Secondo uno studio condotto nel Regno Unito, i bambini esposti ad acque dure sono soggetti ad un maggior rischio di sviluppare eczema rispetto ai bambini che vivono in aree con acque dolci.

L'eczema atopico è una condizione cronica caratterizzata da chiazze pruriginose di pelle secca, arrossata e ispessita; questa condizione interessa, nel solo Regno Unito, un bambino su cinque. In 8 casi su 10, la condizione si sviluppa prima che il bambino raggiunga i 5 anni di età, ma molti bambini mostrano i primi segni già a partire dal primo anno di età.
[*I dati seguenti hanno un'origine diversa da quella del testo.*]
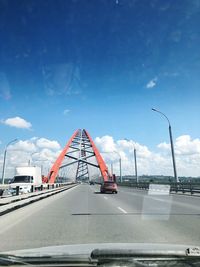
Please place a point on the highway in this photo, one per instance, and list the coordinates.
(83, 215)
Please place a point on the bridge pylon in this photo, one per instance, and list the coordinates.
(80, 149)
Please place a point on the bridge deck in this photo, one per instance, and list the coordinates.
(82, 215)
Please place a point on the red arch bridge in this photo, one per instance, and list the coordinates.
(80, 155)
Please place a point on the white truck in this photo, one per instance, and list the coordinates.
(25, 177)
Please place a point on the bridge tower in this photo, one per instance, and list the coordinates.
(80, 149)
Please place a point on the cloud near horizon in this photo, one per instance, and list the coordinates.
(17, 122)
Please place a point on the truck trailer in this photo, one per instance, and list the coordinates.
(25, 177)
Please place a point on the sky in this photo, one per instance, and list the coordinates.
(101, 65)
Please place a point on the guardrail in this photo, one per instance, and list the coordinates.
(192, 188)
(16, 192)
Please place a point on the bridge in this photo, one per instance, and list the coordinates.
(81, 214)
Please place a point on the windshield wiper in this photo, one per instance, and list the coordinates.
(134, 257)
(8, 260)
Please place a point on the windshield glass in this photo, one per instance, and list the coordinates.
(94, 91)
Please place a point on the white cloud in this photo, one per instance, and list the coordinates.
(183, 145)
(187, 153)
(151, 162)
(25, 146)
(164, 146)
(66, 111)
(37, 151)
(152, 83)
(45, 143)
(17, 122)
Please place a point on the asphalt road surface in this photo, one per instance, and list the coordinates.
(82, 215)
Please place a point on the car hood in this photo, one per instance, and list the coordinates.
(86, 249)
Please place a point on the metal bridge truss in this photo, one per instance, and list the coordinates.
(80, 150)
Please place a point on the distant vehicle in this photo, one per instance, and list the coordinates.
(109, 186)
(25, 177)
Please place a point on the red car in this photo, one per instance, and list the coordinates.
(109, 186)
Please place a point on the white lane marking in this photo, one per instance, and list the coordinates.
(122, 210)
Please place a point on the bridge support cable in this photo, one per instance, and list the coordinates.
(80, 150)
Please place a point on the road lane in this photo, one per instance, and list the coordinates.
(83, 215)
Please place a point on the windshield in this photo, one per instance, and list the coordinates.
(94, 93)
(22, 179)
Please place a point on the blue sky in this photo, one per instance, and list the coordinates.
(105, 62)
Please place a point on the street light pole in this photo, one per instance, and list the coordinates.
(135, 158)
(171, 143)
(4, 159)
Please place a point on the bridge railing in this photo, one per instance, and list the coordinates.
(5, 191)
(186, 187)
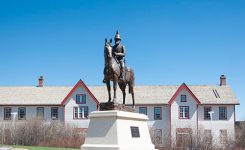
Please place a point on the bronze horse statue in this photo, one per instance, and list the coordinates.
(112, 73)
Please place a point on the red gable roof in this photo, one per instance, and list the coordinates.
(79, 83)
(182, 87)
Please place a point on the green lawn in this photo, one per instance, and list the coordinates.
(37, 148)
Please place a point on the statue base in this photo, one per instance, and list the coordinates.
(115, 106)
(117, 130)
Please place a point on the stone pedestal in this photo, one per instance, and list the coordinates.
(117, 130)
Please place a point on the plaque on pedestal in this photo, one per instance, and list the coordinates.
(117, 130)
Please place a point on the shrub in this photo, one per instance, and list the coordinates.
(39, 133)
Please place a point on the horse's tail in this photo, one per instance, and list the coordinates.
(131, 82)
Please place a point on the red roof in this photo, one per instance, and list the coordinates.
(182, 87)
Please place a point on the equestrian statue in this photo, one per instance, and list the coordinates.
(115, 69)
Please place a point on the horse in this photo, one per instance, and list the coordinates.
(112, 73)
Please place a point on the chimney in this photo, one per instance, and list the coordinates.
(222, 80)
(40, 81)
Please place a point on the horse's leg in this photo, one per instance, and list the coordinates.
(131, 86)
(123, 89)
(115, 90)
(109, 90)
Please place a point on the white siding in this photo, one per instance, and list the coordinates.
(183, 123)
(71, 103)
(162, 124)
(215, 124)
(31, 112)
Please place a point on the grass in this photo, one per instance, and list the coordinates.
(36, 147)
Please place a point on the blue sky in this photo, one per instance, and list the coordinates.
(167, 42)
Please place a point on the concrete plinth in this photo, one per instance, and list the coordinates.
(117, 130)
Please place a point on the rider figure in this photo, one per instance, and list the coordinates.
(118, 52)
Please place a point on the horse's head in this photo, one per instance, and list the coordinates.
(108, 48)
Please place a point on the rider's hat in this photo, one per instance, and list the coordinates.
(117, 36)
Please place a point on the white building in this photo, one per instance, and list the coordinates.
(173, 111)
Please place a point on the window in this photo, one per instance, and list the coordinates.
(183, 98)
(222, 113)
(81, 99)
(157, 113)
(21, 113)
(184, 112)
(40, 112)
(7, 113)
(208, 136)
(207, 111)
(143, 110)
(80, 112)
(54, 113)
(157, 137)
(183, 137)
(223, 136)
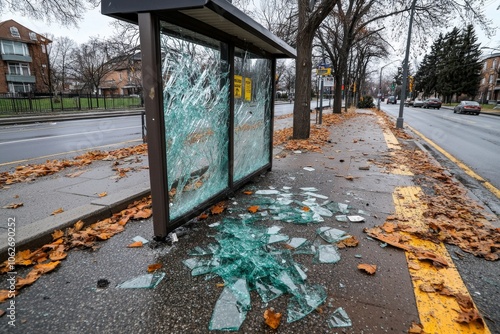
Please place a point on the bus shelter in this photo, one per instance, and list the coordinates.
(208, 80)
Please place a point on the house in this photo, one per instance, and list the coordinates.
(24, 61)
(125, 79)
(489, 91)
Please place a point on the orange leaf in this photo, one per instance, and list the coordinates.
(272, 318)
(369, 268)
(57, 234)
(136, 244)
(55, 212)
(203, 216)
(253, 208)
(154, 267)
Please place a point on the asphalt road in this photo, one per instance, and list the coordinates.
(27, 141)
(474, 140)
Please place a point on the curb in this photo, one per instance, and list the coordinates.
(40, 232)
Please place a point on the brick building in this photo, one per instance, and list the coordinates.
(24, 61)
(490, 83)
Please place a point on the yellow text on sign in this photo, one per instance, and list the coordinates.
(248, 89)
(238, 83)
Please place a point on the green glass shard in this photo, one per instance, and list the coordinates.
(309, 299)
(339, 318)
(296, 242)
(266, 290)
(148, 281)
(331, 235)
(229, 312)
(327, 254)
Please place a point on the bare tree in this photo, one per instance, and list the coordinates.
(59, 53)
(92, 61)
(67, 12)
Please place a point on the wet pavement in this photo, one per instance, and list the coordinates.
(69, 300)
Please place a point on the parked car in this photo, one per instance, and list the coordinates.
(418, 103)
(469, 107)
(391, 99)
(432, 103)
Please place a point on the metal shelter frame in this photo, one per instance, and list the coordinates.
(219, 20)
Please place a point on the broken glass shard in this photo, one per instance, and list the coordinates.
(309, 299)
(331, 235)
(338, 207)
(309, 189)
(148, 281)
(327, 254)
(315, 195)
(322, 211)
(296, 242)
(341, 218)
(230, 311)
(267, 192)
(339, 318)
(266, 290)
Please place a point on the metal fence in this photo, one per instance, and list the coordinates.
(17, 104)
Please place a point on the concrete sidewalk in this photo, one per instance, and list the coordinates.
(69, 300)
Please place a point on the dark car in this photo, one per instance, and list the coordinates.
(432, 103)
(468, 107)
(391, 99)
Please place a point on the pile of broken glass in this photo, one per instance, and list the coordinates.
(249, 256)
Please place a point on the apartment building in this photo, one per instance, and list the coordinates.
(490, 83)
(24, 60)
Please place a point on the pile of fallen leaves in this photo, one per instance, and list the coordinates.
(451, 216)
(30, 172)
(49, 256)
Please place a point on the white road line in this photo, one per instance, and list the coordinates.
(68, 135)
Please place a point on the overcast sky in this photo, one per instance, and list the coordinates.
(96, 24)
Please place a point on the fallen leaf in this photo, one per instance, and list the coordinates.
(253, 209)
(369, 268)
(272, 318)
(154, 267)
(13, 205)
(57, 234)
(55, 212)
(136, 244)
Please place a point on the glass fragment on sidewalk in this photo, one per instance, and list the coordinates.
(148, 281)
(327, 254)
(305, 301)
(339, 318)
(231, 307)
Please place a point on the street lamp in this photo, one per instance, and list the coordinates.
(400, 120)
(380, 83)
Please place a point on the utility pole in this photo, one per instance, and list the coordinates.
(400, 120)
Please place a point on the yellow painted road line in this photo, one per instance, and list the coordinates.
(495, 191)
(437, 312)
(68, 152)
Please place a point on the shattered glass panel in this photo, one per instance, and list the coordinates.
(148, 281)
(196, 111)
(339, 318)
(252, 112)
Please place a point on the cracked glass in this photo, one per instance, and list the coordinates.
(196, 111)
(252, 112)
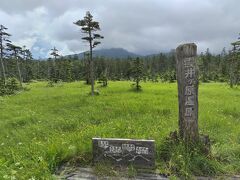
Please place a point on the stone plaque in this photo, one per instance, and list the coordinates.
(123, 152)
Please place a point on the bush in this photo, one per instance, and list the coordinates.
(11, 86)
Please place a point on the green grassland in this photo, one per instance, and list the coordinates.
(44, 127)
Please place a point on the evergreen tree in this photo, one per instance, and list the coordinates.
(3, 40)
(16, 50)
(89, 27)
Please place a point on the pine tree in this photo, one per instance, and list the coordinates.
(3, 40)
(89, 27)
(16, 54)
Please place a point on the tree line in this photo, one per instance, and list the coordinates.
(17, 62)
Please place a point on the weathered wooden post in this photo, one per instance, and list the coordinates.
(187, 78)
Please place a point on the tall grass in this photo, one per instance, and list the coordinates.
(42, 128)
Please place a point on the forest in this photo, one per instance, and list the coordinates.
(48, 115)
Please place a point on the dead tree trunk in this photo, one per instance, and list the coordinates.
(187, 78)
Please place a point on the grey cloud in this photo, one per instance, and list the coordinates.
(138, 25)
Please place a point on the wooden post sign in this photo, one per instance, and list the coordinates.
(123, 152)
(187, 78)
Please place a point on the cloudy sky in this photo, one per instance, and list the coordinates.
(140, 26)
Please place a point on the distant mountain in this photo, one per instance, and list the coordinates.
(109, 53)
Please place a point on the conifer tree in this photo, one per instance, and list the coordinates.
(3, 40)
(89, 27)
(16, 50)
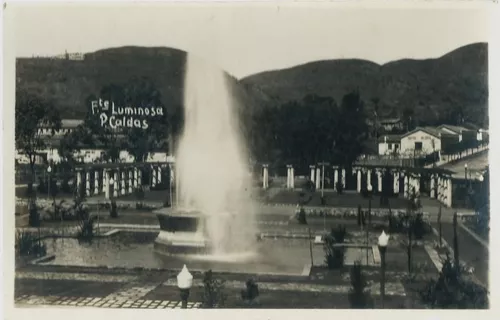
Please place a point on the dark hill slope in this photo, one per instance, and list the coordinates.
(69, 83)
(436, 89)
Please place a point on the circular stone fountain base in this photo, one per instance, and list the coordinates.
(181, 231)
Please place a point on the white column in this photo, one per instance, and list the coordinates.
(106, 184)
(288, 175)
(159, 173)
(153, 176)
(368, 178)
(379, 180)
(136, 177)
(343, 179)
(396, 182)
(433, 186)
(335, 178)
(439, 194)
(122, 182)
(103, 184)
(130, 184)
(78, 181)
(116, 186)
(406, 185)
(318, 178)
(96, 182)
(417, 184)
(87, 183)
(358, 183)
(449, 192)
(265, 176)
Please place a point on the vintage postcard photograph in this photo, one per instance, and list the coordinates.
(249, 156)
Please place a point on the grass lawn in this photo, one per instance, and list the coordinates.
(350, 200)
(276, 299)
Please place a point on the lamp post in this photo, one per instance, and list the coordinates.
(323, 164)
(465, 167)
(383, 240)
(49, 170)
(369, 189)
(184, 283)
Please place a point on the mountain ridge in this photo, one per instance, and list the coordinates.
(447, 89)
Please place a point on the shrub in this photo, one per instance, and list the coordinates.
(452, 291)
(359, 295)
(80, 211)
(213, 294)
(26, 245)
(65, 187)
(86, 229)
(42, 187)
(251, 292)
(334, 253)
(301, 217)
(34, 215)
(113, 212)
(340, 187)
(139, 193)
(419, 226)
(339, 234)
(58, 211)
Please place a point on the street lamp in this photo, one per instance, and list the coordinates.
(49, 170)
(369, 189)
(323, 164)
(184, 283)
(111, 182)
(383, 240)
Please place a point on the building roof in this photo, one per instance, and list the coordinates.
(390, 138)
(429, 130)
(433, 131)
(66, 123)
(390, 121)
(456, 129)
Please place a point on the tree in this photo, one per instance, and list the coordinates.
(481, 203)
(33, 112)
(359, 294)
(351, 130)
(139, 142)
(452, 290)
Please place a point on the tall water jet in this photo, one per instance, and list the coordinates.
(211, 161)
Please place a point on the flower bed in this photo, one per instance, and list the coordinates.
(350, 213)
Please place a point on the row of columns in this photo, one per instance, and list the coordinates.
(441, 186)
(125, 180)
(441, 189)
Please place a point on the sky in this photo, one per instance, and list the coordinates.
(247, 39)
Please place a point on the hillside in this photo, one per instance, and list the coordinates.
(436, 90)
(67, 84)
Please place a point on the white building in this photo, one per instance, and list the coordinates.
(67, 125)
(422, 140)
(461, 132)
(389, 144)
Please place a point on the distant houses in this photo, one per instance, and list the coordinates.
(427, 140)
(84, 154)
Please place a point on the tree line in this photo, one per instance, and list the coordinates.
(309, 131)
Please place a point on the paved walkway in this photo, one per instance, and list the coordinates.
(81, 289)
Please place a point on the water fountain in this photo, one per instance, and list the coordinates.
(215, 214)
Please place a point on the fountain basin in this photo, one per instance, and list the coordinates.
(181, 231)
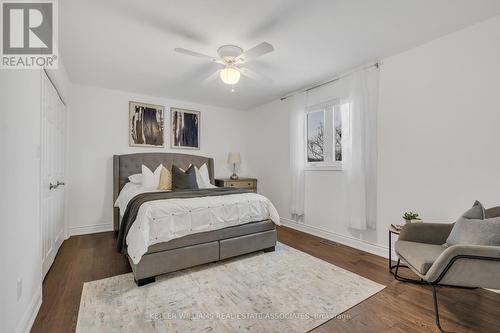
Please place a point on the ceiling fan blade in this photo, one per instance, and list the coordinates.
(211, 78)
(256, 51)
(255, 76)
(195, 54)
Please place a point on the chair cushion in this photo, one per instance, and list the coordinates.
(420, 256)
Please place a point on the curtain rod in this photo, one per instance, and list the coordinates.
(376, 65)
(55, 87)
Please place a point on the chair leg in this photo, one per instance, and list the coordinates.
(436, 310)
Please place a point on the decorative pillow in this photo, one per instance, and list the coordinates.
(151, 180)
(476, 212)
(473, 228)
(165, 179)
(475, 232)
(184, 180)
(135, 179)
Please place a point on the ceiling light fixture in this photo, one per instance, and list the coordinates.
(230, 75)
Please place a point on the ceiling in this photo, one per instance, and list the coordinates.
(128, 44)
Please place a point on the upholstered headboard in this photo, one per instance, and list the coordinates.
(126, 165)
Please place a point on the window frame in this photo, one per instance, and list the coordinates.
(329, 163)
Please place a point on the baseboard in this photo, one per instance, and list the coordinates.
(359, 244)
(90, 229)
(29, 316)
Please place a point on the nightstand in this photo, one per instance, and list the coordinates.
(246, 183)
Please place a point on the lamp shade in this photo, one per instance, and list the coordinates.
(233, 158)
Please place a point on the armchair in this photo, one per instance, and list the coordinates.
(422, 247)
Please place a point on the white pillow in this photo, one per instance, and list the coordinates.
(151, 180)
(135, 179)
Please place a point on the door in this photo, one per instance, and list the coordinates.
(53, 148)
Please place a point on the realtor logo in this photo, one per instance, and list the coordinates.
(29, 34)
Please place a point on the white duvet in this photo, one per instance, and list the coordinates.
(163, 220)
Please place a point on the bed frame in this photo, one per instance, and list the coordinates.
(190, 250)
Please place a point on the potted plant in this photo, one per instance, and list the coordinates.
(410, 217)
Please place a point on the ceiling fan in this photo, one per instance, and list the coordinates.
(233, 57)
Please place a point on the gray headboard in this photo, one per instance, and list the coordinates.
(126, 165)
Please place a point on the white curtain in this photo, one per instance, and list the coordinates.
(296, 111)
(359, 144)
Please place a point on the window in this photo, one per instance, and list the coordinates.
(324, 136)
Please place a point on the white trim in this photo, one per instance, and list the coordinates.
(381, 251)
(90, 229)
(29, 316)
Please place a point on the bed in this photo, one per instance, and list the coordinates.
(195, 248)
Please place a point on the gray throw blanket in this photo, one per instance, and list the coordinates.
(133, 206)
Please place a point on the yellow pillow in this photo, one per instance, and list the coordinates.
(165, 179)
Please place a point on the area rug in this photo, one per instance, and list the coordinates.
(282, 291)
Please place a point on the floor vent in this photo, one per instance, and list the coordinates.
(330, 243)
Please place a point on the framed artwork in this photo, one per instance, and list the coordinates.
(146, 125)
(185, 129)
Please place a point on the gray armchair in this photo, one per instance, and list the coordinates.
(422, 247)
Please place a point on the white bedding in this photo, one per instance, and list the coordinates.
(163, 220)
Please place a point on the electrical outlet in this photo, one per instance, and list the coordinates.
(19, 289)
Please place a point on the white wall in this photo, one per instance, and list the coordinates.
(438, 138)
(20, 198)
(98, 127)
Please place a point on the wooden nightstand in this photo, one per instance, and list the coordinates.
(247, 183)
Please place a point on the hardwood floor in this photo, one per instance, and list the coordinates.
(398, 308)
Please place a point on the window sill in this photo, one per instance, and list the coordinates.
(323, 168)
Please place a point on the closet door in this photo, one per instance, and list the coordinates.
(53, 148)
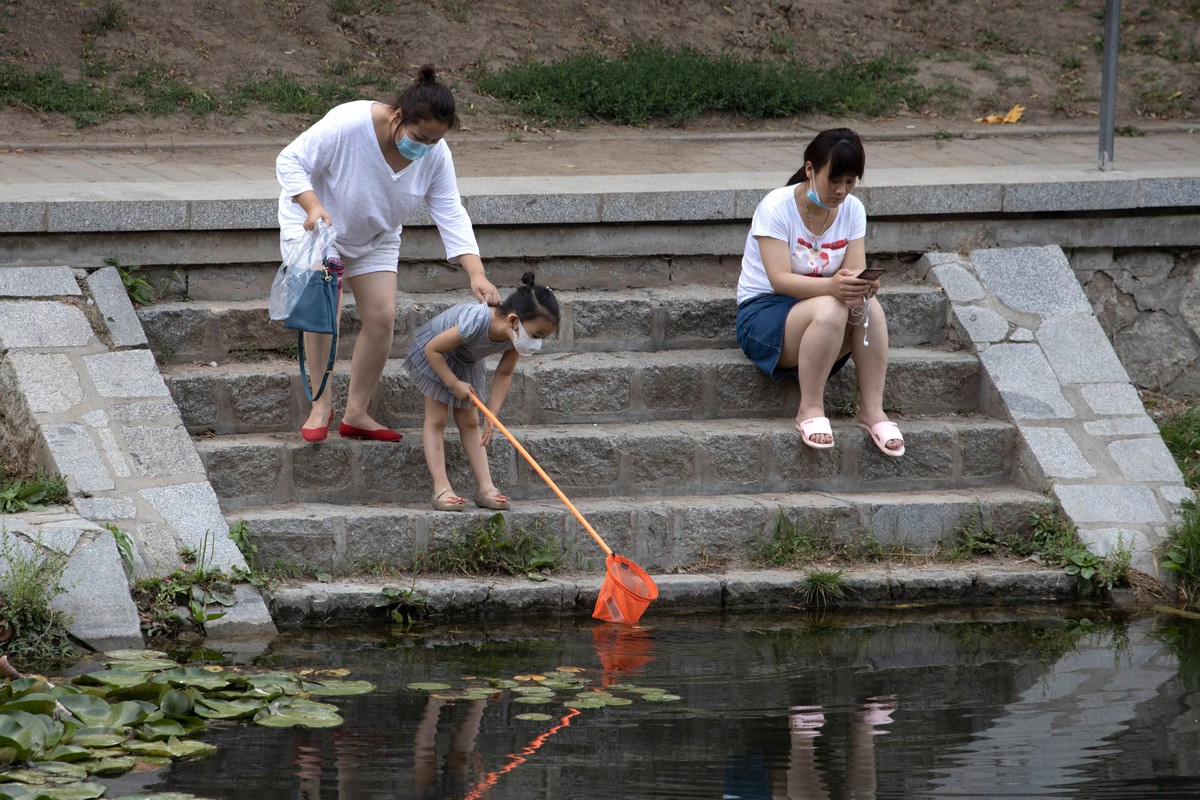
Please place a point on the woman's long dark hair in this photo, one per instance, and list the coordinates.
(839, 148)
(427, 98)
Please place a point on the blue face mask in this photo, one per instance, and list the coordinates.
(409, 149)
(814, 197)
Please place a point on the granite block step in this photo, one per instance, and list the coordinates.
(660, 534)
(594, 461)
(575, 388)
(646, 319)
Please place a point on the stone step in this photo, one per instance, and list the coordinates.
(646, 319)
(595, 461)
(658, 534)
(574, 388)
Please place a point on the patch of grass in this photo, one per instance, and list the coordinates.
(651, 82)
(47, 90)
(790, 545)
(822, 588)
(112, 17)
(1181, 433)
(162, 92)
(496, 548)
(29, 582)
(281, 92)
(1181, 553)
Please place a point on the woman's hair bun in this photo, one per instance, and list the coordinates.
(427, 73)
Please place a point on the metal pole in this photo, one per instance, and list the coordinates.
(1109, 80)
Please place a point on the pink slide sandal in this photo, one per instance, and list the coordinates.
(810, 427)
(882, 433)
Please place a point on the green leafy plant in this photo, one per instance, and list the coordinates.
(495, 548)
(124, 546)
(30, 579)
(25, 493)
(652, 82)
(138, 288)
(790, 543)
(1181, 553)
(403, 606)
(822, 588)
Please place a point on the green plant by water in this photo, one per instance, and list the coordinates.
(496, 548)
(138, 288)
(31, 492)
(30, 579)
(1181, 553)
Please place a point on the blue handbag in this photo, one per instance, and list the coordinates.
(316, 312)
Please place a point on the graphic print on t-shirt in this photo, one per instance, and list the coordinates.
(817, 260)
Precedenti studi condotti nel Regno Unito, in Spagna e in Giappone hanno trovato un'associazione fra il grado di durezza dell'acqua domestica e il rischio di eczema nei bambini in età scolare, tuttavia il legame fra durezza dell'acqua ed eczema non era ancora stato studiato nei bambini più piccoli.

Un gruppo di ricercatori del King's College di Londra ha studiato 1.303 bambini provenienti da tutto il Regno Unito, in relazione al tipo di acqua al quale erano stati esposti. Ulteriori controlli sono stati condotti per determinare i livelli di cloro contenuti nelle acque municipali delle zone di provenienza dei bambini.

La scala di misurazione della durezza dell'acqua si basa sulla quantità di carbonato di calcio (CaCO3) presente in ogni litro (mg/l).

Per quanto riguarda il Regno Unito, l'acqua del rubinetto è di solito più dolce nel nord, nel Devon e nella Cornovaglia, e più dura nel sud-est dell'Inghilterra e dell'Anglia Orientale.

I bambini coinvolti nello studio sono stati sottoposti ad esami per accertare la presenza di eczema infantile e per verificare l'eventuale presenza di disregolazioni della barriera cutanea.

I risultati mostrano che i bambini di circa 3 mesi di età cresciuti in zone con acqua dura hanno una probabilità dell'87% più alta di sviluppare eczema infantile rispetto a quelli cresciuti in zone con acque dolci. Sulla base dei dati disponibili, non è stato possibile determinare se i livelli di cloro influenzino o meno il rischio di sviluppar eczema. 

L'autore principale, il Dr. Carsten Flohr del St John’s Institute of Dermatology presso il King’s College di Londra, ha dichiarato "Il nostro studio si basa sul numero crescente di prove a favore di un collegamento fra il livello di durezza dell'acqua e il rischio di sviluppare eczema infantile".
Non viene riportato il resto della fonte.